Fairness as between the person and other persons in a similar position – s.366(2)(e)
[33] Applications to extend time generally turn on their own facts. The parties did not draw to my attention any relevant persons or cases that would be relevant in relation to the question of fairness as between the Applicant and other persons in a similar position.
[34] I consider this to be a neutral consideration in the present matter.
Conclusion
[35] The time limit that applies to the exercise of a person’s right to bring an application under s.365 reflects the Parliament’s intention that this right be exercised promptly. The Act recognises that there are some cases where a late application should be accepted, namely where there are exceptional circumstances.
[36] Having regard to all of the matters that I am required to take into account under s.366(2), I am not satisfied that the requisite exceptional circumstances exist. That there is no acceptable, reasonable or credible explanation for the delay in filing the application weighs against the grant of an extension in this case. The steps taken to dispute the dismissal and merits of the substantive application together weigh slightly in favour of the grant of an extension, whereas the remaining factors weigh neutrally. In my view, the circumstances of this case are not exceptional, either individually or when considered together.

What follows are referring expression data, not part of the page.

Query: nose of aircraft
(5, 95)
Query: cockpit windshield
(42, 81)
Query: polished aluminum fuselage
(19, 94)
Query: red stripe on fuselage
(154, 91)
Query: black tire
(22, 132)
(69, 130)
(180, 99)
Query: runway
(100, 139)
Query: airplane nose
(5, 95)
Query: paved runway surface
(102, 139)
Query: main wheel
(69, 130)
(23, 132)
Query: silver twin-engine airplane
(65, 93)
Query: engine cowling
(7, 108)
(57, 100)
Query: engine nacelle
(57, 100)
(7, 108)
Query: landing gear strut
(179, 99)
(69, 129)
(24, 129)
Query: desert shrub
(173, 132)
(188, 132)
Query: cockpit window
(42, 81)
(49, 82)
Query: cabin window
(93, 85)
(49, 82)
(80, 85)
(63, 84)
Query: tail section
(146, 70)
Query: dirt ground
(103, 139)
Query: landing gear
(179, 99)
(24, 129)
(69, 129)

[37] I decline to grant an extension of time under s.366(2). Accordingly, the Applicant’s application under s.365 of the Act is dismissed.
DEPUTY PRESIDENT
Printed by authority of the Commonwealth Government Printer
<PR713675>
1 Item 1.3 of Form F8 Application filed 13 May 2019 and Item 1c of Respondent’s Outline of Submissions filed 13 June 2019.
2 As notified to my Associate, by telephone, immediately prior to the Hearing on 20 June 2019.
3 Stogiannidis v Victorian Frozen Foods Distributors Pty Ltd [2018] FWCFB 901(Stogiannidis) at [14].
4 Nulty v Blue Star Group Pty Ltd [2011] FWAFB 975(Nulty) at [12] and Perry v Rio Tinto Shipping Pty Ltd t/a Rio Tinto Marine[2016] FWCFB 6963 (Perry) at [21].
5 Ibid.
6 Perry at [23]; Matthews v Roy Morgan Interviewing Services Pty Ltd[2018] FWC 7355 at [7].
7 Stogiannidis at [39].
8 Green v Bilco Group Pty Ltd[2018] FWC 6818 at [8].
9 Shaw v Australia and New Zealand Banking Group Limited[2015] FWCFB 287 at [12]; Ozsoy v Monstamac Industries Pty Ltd[2014] FWCFB 2149 at [31]-[33]; Perry at [23].
10 Item 1d of Applicant’s Outline of Submissions filed 3 June 2019.
11 Item 1d of Applicant’s Outline of Submissions filed 3 June 2019 and Applicant’s evidence at the Hearing on 20 June 2019.
12 Applicant’s evidence at the Hearing on 20 June 2019.
13 See screenshots at Item 3.1 of Form F8 Application filed 13 May 2019.
14 Item 1.4 of Form F8 Application filed 13 May 2019.
15 Mr Markos Wilson v Woolworths[2010] FWA 2480 at [19].
16 Item 1g of Respondent’s Outline of Submissions filed 13 June 2019.
17 See screenshot of termination email at item 1b of Applicant’s Outline of Submissions filed 3 June 2019.
18 Item 1.4 of Form F8 Application filed 13 May 2019.